How this transition was found, how the performance is structured, how many people enter, from which direction, what movements remain and the relationship with this whole panel, with the people who were at the technical table, who were part of the same process and were visible.

And it was nice that someone came up with the idea of chewing gum, because that slime was similar to chewed gum. And the gum was also integrated into the performance. It was nice, this triple transformation towards the body, the digital and the interaction between all those who were doing this process. And, then, also another type of physicality, another type of materialization.

Given all this, what do you think are the biggest challenges for artists?

It’s not a stable working environment. When you experiment with different things, when you try them,  when you start over, you program them in a way, and if it doesn’t turn out the way you intended, it takes quite a while. I think this balance between the mix of technology and performativity can be sensitive.

Further to what technical problems can arise, how to solve them at a performance level, how to deal with it without it impacting your work process. 

In Budapest, there was a projection of a metal hoop that Dori, who is a circus artist, used and that we all played with for a little bit.

And it was mapped with some sensors, then it became a projection on the screen, which transformed, blossomed, different visual things happened depending on the movements of the circle, and the movements of the circle were impacted by the dancers.

It was the attention, the balance between how dancers move, that it was quite physically demanding for people to be suspended and to do this multiple times, it’s hard to do this long periods of time when you work very hard physically, to maintain both the quality of the movement, and the quality of what you want to convey. 

It was this delicate balance between how to combine our experience of the tact in which you move and the attention to the transformation that might not take place in the digital environment. And here, basically, I think it helps as a participant, you get a different type of experience where you learn how to position yourself towards all this aspect.

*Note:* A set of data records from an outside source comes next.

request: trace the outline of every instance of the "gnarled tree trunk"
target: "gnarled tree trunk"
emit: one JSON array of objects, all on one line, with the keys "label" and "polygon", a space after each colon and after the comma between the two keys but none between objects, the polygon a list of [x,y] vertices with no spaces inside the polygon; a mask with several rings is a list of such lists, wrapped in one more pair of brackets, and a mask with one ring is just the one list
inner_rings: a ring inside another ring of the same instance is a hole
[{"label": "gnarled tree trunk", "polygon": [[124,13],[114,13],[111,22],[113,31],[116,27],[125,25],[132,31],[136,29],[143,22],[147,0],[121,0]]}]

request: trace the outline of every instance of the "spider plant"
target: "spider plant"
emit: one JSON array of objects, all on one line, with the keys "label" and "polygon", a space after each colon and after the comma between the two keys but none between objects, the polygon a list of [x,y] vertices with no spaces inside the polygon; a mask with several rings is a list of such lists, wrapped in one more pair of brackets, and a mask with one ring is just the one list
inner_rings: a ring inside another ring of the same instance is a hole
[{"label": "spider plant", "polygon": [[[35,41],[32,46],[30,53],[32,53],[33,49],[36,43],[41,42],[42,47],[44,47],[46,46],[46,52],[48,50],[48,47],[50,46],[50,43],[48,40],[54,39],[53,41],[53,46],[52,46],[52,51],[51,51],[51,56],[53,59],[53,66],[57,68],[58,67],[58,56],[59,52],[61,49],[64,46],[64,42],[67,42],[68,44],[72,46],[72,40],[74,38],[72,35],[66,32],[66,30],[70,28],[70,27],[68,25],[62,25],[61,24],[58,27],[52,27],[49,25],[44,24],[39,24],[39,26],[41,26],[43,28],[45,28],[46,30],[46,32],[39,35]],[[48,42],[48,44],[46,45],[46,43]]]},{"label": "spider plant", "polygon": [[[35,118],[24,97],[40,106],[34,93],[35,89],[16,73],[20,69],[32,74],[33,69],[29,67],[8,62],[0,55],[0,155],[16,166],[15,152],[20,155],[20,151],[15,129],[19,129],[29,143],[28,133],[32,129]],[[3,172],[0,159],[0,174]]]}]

And likewise, as a person who works with creative technology, you learn how to take into account the body and what it brings, what the performer does in real time with you.

Regarding the experimental nature of the residency processes, from your point of view, what would success look like for the Bucharest edition?

For the people to be open and curious. It was hard to choose the participants because the conclusions they came to through the residency they had over time at Taika Box, is to be open to what was happening in those moments.

And not be dedicated to one idea. Like, I’m coming up with an idea that I want to focus on and create the environment to test it, and then to put on a show and have all these ways to make my idea come to life. 

It’s more like having ideas that you want to explore and wanting to understand what’s happening just within this process, to see what it is, what I can learn from here and beyond, of course, that turns it into work.

And I think that’s somewhere between openness, the desire to experiment and having fun. Let’s not be too hard on ourselves that we’re doing this research now.

That’s also something that personally bothers me a bit in general in what can be artistic statements and all these descriptions that every time an artist walks into a room, they revolutionize and or do something revolutionary. It’s OK, we all try in different ways and some will do things that are really amazing, but I think it’s good to put our heads down a little bit and go far, but also stay anchored in the present and possibilities.